Se quedaron mirando el animal seccionado.

—Eso no es un cangrejo —dijo Johanson.

—No —dijo Roche. Señaló la masa gelatinosa, semilíquida y granulosa que llenaba gran parte de la coraza—. Es la misma sustancia que encontramos en los bogavantes.

Con ayuda de una cuchara, Oliviera comenzó a introducir la gelatina en un recipiente.

—Miren —dijo—. Detrás de la cabeza parece un cangrejo original. ¿Y ven la ramificación fibrosa a lo largo del lomo? Es el sistema nervioso. El animal aún conserva todos sus sentidos, pero no tiene nada alrededor para utilizarlos.

—Por supuesto —dijo Rubin—. Debido a la gelatina.

—La verdad es que no es un cangrejo. —Roche se inclinó sobre la fuente que contenía la gelatina incolora—. Es más bien la estructura de un cangrejo. Capaz de funcionar, pero no de vivir.

—Lo cual explicaría por qué no se comportan como cangrejos. A menos que identifiquemos la sustancia que albergan en su interior como un nuevo tipo de carne de cangrejo.

—Imposible —dijo Roche—. Es un organismo extraño.

—Entonces ese organismo extraño se ha encargado de que los animales llegaran a tierra —observó Johanson—. Y podemos considerar si se metió en animales que estaban muertos para casi resucitarlos...

—O si los cangrejos fueron criados así —completó Oliviera.

Durante un momento hubo un silencio incómodo. Finalmente, Roche lo cortó diciendo:

—Sea cual fuera la razón por la que están aquí, lo que tengo claro es que si ahora nos quitáramos el traje, moriríamos en muy poco tiempo. Creo que esos bichos están repletos de cultivos de
Pfiesteria
. O de algo aún peor.

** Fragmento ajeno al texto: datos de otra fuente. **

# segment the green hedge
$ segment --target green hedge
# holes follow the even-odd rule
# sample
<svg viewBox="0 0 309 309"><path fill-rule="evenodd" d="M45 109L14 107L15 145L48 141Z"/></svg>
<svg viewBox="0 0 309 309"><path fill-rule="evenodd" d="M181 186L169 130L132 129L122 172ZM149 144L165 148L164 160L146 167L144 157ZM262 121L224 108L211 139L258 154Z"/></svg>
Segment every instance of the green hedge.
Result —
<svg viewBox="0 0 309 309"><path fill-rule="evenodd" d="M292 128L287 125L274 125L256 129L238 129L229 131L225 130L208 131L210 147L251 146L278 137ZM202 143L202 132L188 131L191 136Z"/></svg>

En cualquier caso, el aire de este laboratorio está contaminado.

Johanson pensó en algo que había dicho Vanderbilt.

Sustancias de guerra biológica.

Claro que Vanderbilt tenía razón. Tenía toda la razón. Pero de un modo completamente distinto del que pensaba.

Weaver

Weaver estaba eufórica.

Sólo tenía que introducir una clave y ya tenía acceso a toda la información imaginable. Lo que aquí se le ofrecía hubiera requerido en otras circunstancias meses de investigación, y sin posibilidad de acceso a satélites militares. Esto era fantástico. Sentada en el balcón de su suite, estaba conectada con la base de datos de la NASA y se internaba en la cartografía por radar estadounidense.